April ethanol futures on Monday shed 1.7 cents to end at $2.275 per gallon at the Chicago Board of Trade, with futures also pressured by falling prices of its main feedstock corn, which declined 1.35 percent.
Gasoline's premium over ethanol hit $1.1475 per gallon during the session, the biggest premium since each contract was launched in 2005 and above the previous top $1.0970 per gallon set in 2008, the same year that saw oil prices hit record highs.
Many ethanol plants ramped up production at the end of 2011, ahead of the expiration of the Volumetric Ethanol Excise Tax Credit, or VEETC, a tax incentive that provided 45 cents per gallon to blenders who mixed ethanol with gasoline.
Ethanol stocks have remained high since the expiration of the credit, forcing some plants to reduce production or close.
Archer Daniels Midland shuttered a plant in North Dakota in February while Aventine Renewable Energy Holdings Inc earlier this month said it will temporarily shut down its Mount Vernon, Indiana, plant until margins are more attractive.
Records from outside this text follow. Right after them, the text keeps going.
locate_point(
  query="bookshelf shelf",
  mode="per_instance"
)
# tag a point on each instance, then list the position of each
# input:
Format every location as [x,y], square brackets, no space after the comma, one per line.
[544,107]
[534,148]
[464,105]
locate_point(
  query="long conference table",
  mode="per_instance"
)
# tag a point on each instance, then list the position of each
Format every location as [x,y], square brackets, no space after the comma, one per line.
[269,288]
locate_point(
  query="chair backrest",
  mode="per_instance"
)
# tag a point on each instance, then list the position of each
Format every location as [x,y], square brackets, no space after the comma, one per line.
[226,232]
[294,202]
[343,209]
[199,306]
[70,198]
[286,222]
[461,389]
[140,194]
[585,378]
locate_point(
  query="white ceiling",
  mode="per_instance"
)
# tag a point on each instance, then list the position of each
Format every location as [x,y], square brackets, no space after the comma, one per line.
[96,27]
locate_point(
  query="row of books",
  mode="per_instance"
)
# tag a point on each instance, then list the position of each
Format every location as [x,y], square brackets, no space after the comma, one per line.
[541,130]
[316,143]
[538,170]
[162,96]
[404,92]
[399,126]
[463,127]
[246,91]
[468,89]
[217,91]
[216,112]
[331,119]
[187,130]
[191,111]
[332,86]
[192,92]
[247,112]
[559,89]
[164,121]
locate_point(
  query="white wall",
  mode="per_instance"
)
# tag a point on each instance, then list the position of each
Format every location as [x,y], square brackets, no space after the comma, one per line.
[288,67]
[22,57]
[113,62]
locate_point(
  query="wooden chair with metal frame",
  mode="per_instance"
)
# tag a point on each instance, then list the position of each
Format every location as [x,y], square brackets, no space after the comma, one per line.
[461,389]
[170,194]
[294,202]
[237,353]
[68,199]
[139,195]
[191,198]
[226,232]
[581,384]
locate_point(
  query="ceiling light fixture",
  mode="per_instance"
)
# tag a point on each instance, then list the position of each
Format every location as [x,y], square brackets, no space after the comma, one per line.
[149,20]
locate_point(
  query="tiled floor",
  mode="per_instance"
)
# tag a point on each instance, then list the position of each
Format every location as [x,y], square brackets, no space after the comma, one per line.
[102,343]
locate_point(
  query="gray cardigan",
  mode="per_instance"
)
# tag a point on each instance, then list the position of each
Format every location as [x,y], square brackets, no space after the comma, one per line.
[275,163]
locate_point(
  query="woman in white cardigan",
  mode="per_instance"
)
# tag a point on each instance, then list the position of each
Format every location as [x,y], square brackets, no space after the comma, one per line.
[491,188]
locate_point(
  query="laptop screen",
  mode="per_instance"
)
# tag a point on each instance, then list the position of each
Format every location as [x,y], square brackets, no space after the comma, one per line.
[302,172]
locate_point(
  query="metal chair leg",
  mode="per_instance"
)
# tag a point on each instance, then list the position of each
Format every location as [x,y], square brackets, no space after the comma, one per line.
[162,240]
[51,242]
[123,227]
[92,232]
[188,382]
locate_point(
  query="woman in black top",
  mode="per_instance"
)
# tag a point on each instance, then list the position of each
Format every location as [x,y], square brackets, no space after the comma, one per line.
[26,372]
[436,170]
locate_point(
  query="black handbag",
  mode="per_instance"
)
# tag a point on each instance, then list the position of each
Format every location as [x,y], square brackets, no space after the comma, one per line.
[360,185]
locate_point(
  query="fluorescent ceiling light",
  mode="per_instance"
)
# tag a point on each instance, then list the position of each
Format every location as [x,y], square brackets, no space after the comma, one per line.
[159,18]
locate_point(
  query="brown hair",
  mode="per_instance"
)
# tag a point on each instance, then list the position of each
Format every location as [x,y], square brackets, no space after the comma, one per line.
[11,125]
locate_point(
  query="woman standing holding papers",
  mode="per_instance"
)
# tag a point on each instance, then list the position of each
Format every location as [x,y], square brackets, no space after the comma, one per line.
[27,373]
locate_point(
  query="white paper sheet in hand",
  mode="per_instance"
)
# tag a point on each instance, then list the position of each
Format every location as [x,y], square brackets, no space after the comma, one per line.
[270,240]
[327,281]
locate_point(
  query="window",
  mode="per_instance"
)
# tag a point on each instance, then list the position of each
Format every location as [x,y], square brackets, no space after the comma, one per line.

"We have seen some plants slow down in our direct area," said Chuck Woodside, chief executive officer at KAAPA Ethanol in Nebraska and chairman of the Renewable Fuels Association. "We're blending out everything to 10 percent. We need exports to balance out or gasoline to pick up."
Julie Ward, analyst at R.J. O'Brien, added: "We need to get into a driving season and we need to get the economy rolling, so we use more gas. There's not significantly more ethanol that we can blend, we're at the blend wall. We just need to work through the stocks."